Panglima TNI Jenderal Agus Subiyanto rapat kerja bersama Komisi I DPR bahas RUU TNI. (IDN Times/Amir Faisol)
Sebelumnya, sejumlah organisasi masyarakat sipil menolak revisi Undang-Undang Nomor 34 Tahun 2004 tentang Tentara Nasional Indonesia (UU TNI).
Mereka menilai revisi ini bertentangan dengan agenda reformasi TNI dan berpotensi mengancam demokrasi serta kebebasan akademik.
Koalisi yang terdiri dari Center for ASEAN Legal Studies (CALS), Koalisi Keadilan dan Kebebasan Akademik (KIKA), Pusat Studi Hukum dan Kebijakan (PSHK) Indonesia, serta Serikat Pengajar Hukum (SPK) menilai DPR-RI dan Presiden melalui usulan revisinya justru akan menarik kembali TNI ke dalam peran sosial politik bahkan ekonomi-bisnis.
"Di masa Orde Baru terbukti tidak sejalan dengan prinsip dasar negara hukum dan supremasi sipil serta merusak sendi-sendi kehidupan demokrasi. Revisi UU TNI justru akan mengancam independensi peradilan dan memperkuat impunitas/kekebalan hukum anggota TNI," ujar perwakilan CALS, Herdiansyah Hamzah saat membacakan pernyataan sikap dikutip YouTube Kaukus Indonesia, Minggu (16/3/2025).

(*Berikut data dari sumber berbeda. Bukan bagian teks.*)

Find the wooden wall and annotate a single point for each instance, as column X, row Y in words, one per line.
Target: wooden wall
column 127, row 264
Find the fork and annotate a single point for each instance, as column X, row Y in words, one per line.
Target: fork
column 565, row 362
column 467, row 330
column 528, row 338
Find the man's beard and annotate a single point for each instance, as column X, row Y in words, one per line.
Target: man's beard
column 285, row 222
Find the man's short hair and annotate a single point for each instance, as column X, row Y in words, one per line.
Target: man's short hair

Herdiansyah mengungkapkan salah satu kekhawatiran utama dalam revisi ini adalah potensi impunitas bagi anggota TNI dalam kasus-kasus pelanggaran hukum.
"Jika hal ini dibiarkan akan berdampak serius pada suramnya masa depan demokrasi, tegaknya negara hukum dan peningkatan eskalasi pelanggaran berat HAM di masa depan," tegasnya.